Es ist ziemlich genau ein Jahr her, da fing sich Eintracht Frankfurt ein amtliches Ohrfeigen-Gewitter. Am ersten Spieltag der vergangenen Saison ging die Mannschaft im heimischen Stadion gegen den FC Bayern unter. 1:6 (!) endete dieses unfassbare Fußball-Spiel. Fassungslos diskutierten hernach einige Eintracht-Fans am Kult-Kiosk Oberforsthaus, wie es dazu kommen konnte. Ergebnis der Blitz-Analyse: Mister Überall Sadio Mané war schuld. Als tanzender Teufel war er durch die chaotischen Reihen der Frankfurter gerast, von niemandem aufzuhalten. Der Weltstar hatte seine Visitenkarte in der Bundesliga abgegeben. Der Plan der Münchner schien aufzugehen.

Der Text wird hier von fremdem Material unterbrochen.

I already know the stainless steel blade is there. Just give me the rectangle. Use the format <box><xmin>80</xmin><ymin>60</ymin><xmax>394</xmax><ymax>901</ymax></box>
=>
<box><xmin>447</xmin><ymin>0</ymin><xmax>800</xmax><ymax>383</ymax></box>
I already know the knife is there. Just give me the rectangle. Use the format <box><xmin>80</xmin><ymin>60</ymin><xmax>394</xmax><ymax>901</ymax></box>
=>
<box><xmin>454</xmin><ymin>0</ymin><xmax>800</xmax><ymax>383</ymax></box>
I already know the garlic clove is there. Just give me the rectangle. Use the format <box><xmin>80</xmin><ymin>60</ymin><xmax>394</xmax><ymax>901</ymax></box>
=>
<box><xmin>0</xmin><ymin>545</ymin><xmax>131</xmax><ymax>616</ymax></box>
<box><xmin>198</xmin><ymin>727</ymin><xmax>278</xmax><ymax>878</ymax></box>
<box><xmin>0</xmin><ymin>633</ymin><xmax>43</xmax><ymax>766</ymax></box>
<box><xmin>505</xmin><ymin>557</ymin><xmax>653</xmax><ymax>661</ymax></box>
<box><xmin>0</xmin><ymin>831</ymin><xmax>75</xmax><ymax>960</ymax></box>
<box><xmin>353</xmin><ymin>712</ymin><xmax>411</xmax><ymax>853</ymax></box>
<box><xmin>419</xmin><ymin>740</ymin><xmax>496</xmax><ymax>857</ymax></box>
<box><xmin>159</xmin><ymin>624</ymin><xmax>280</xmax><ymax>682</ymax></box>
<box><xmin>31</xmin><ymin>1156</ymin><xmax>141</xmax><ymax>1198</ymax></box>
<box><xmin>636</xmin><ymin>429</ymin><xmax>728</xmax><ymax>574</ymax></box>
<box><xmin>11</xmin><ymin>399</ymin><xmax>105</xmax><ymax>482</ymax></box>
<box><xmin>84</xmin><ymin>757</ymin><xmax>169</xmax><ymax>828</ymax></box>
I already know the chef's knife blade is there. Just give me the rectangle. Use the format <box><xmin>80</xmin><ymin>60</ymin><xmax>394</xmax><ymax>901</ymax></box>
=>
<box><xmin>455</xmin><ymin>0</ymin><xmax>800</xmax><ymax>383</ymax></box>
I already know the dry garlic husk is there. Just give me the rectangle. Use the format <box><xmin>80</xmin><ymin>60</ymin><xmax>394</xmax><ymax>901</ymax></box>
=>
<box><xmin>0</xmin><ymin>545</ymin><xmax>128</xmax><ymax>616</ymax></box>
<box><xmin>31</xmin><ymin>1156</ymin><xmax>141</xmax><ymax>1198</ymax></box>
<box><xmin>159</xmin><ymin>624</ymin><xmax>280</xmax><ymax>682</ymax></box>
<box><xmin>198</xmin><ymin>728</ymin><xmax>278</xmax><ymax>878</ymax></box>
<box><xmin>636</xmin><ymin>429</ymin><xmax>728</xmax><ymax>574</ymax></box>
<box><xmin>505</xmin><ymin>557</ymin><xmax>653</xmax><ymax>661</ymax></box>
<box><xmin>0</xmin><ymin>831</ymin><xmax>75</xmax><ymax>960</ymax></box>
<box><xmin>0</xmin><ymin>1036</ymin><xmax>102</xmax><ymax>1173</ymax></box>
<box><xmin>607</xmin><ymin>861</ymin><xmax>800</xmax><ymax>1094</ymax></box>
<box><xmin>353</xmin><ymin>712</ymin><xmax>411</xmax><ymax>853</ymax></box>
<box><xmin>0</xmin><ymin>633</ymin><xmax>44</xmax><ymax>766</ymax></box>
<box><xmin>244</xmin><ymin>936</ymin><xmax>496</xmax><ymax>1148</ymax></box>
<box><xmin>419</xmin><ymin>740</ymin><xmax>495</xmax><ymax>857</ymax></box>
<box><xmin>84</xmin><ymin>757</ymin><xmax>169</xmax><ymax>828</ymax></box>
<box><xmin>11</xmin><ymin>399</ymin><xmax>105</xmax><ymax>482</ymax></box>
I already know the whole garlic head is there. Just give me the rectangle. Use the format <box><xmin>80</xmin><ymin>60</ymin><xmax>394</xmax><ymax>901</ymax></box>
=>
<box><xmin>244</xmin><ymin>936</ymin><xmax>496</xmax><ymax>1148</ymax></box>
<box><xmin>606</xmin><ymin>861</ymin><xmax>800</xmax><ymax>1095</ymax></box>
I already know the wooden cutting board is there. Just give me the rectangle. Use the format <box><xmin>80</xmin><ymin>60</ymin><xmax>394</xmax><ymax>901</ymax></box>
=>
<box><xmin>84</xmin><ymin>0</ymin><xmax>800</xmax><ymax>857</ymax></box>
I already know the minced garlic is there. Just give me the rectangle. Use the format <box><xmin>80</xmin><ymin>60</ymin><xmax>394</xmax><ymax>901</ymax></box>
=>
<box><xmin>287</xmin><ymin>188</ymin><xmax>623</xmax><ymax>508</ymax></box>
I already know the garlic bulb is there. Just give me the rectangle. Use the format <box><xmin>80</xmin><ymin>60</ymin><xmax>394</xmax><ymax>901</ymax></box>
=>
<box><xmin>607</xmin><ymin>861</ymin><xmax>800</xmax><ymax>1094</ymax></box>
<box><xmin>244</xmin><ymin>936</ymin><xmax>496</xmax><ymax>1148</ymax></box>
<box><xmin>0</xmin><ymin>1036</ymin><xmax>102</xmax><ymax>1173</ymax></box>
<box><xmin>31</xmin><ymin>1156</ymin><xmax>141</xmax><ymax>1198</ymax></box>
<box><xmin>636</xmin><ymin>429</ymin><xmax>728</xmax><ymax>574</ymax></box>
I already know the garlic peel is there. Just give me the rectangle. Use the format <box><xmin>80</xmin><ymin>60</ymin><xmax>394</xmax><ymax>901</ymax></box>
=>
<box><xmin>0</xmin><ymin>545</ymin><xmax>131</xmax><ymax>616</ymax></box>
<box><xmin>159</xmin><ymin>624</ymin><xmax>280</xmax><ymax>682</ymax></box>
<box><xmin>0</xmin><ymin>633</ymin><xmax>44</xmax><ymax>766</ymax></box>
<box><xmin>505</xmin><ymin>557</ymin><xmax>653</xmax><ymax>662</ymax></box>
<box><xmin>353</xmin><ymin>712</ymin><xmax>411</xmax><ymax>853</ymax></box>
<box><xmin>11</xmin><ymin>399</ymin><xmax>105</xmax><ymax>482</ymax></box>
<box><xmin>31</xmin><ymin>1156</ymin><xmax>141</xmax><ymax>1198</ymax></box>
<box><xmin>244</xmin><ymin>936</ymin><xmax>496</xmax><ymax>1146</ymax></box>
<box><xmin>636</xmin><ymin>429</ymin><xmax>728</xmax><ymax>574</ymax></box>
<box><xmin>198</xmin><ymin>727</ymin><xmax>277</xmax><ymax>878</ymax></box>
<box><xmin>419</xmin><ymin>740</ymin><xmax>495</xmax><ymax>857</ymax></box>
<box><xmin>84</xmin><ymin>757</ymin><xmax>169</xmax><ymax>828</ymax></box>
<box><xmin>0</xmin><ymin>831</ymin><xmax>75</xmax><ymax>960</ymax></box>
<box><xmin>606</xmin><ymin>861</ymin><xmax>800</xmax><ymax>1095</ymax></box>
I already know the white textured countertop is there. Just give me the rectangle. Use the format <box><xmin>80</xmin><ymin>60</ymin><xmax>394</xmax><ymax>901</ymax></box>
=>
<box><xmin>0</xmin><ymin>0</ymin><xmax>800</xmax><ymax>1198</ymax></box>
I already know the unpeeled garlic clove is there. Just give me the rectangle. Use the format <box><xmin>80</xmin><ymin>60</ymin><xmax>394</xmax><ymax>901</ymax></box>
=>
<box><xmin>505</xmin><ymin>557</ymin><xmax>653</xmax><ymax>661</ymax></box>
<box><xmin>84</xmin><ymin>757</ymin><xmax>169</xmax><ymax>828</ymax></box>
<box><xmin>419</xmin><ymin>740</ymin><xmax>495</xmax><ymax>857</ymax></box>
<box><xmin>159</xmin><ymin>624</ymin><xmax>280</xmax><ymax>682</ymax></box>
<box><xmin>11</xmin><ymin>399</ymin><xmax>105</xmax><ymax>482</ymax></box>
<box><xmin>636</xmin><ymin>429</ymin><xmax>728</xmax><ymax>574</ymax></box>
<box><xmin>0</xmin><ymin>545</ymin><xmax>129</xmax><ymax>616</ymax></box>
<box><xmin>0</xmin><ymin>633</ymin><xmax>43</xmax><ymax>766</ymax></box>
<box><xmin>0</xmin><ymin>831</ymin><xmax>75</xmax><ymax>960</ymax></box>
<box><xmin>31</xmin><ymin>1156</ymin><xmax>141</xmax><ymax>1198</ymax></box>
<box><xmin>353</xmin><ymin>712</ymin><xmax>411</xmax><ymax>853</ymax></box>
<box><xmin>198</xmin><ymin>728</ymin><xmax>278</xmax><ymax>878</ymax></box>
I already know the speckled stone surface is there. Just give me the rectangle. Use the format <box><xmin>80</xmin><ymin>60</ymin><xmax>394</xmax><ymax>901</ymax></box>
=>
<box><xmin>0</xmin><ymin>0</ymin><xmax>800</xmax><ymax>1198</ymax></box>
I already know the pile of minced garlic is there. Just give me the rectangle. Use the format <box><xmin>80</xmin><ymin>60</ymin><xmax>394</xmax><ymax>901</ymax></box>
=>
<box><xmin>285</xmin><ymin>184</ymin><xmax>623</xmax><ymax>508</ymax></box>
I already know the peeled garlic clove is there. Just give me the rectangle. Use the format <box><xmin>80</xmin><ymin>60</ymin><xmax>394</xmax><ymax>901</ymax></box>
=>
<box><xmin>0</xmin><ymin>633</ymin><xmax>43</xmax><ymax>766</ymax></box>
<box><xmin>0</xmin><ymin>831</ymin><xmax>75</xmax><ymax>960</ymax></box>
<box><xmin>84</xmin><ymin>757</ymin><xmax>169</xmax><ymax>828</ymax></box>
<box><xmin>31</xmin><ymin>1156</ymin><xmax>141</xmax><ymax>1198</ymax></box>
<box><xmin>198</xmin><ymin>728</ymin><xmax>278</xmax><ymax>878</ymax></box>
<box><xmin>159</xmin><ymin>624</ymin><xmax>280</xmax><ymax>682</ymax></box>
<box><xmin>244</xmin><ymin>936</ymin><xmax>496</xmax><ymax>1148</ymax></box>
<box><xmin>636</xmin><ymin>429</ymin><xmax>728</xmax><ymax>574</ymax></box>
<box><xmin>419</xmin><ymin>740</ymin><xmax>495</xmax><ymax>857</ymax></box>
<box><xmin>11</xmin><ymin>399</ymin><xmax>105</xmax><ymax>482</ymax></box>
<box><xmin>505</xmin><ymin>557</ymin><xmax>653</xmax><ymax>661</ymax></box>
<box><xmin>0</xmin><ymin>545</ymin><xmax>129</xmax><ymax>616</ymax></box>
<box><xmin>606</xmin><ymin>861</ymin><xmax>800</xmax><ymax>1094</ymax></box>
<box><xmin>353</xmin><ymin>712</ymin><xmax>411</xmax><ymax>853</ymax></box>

Nun, ziemlich genau ein Jahr später, sieht die Lage anders aus: Der Plan der Münchner ist gescheitert. Der Abend von Frankfurt war mehr Strohfeuer als Flächenbrand. Der Klub erlebte eine fürchterliche Saison, vollgepackt mit Krisen. Und Mané war nicht der Weltstar, der er sein sollte. Der Weltstar, mit dem sich der FC Bayern schmücken wollte, einfach weil er es kann. Der Senegalese wird den Klub in den nächsten Stunden verlassen und sich in Saudi-Arabien dumm und dusselig verdienen. Die 32 Millionen Euro Ablöse an den FC Liverpool kommen wohl wieder rein. Gewollt hat er das nicht. Er wäre gerne in München geblieben, hätte der Welt gezeigt, dass er es noch kann. Nun muss er das in der Wüste tun. Kleiner Trost: Dort tummeln sich künftig nicht mehr nur alte Männer, die einen letzten dicken Reibach machen wollen, sondern auch Spieler mit Ambitionen (und Interesse am Reibach). Und die Aufmerksamkeit der Welt darf ihm gewiss sein. Der Plan der Saudis wird wohl aufgehen.
Dass es für den 31-Jährigen in München nicht weitergeht, bestätigte er selbst. "Der Abschied vom FC Bayern tut mir weh", sagte der Angreifer dem Pay-TV-Sender Sky: "Ich hätte mir ein anderes Ende gewünscht." "Ich weiß, dass ich dieser Mannschaft in dieser Saison hätte helfen können", sagte der Angreifer. "Ich wollte es in dieser Saison allen beweisen. Ich wünsche dem Verein und den Fans trotzdem nur das Beste für die Zukunft."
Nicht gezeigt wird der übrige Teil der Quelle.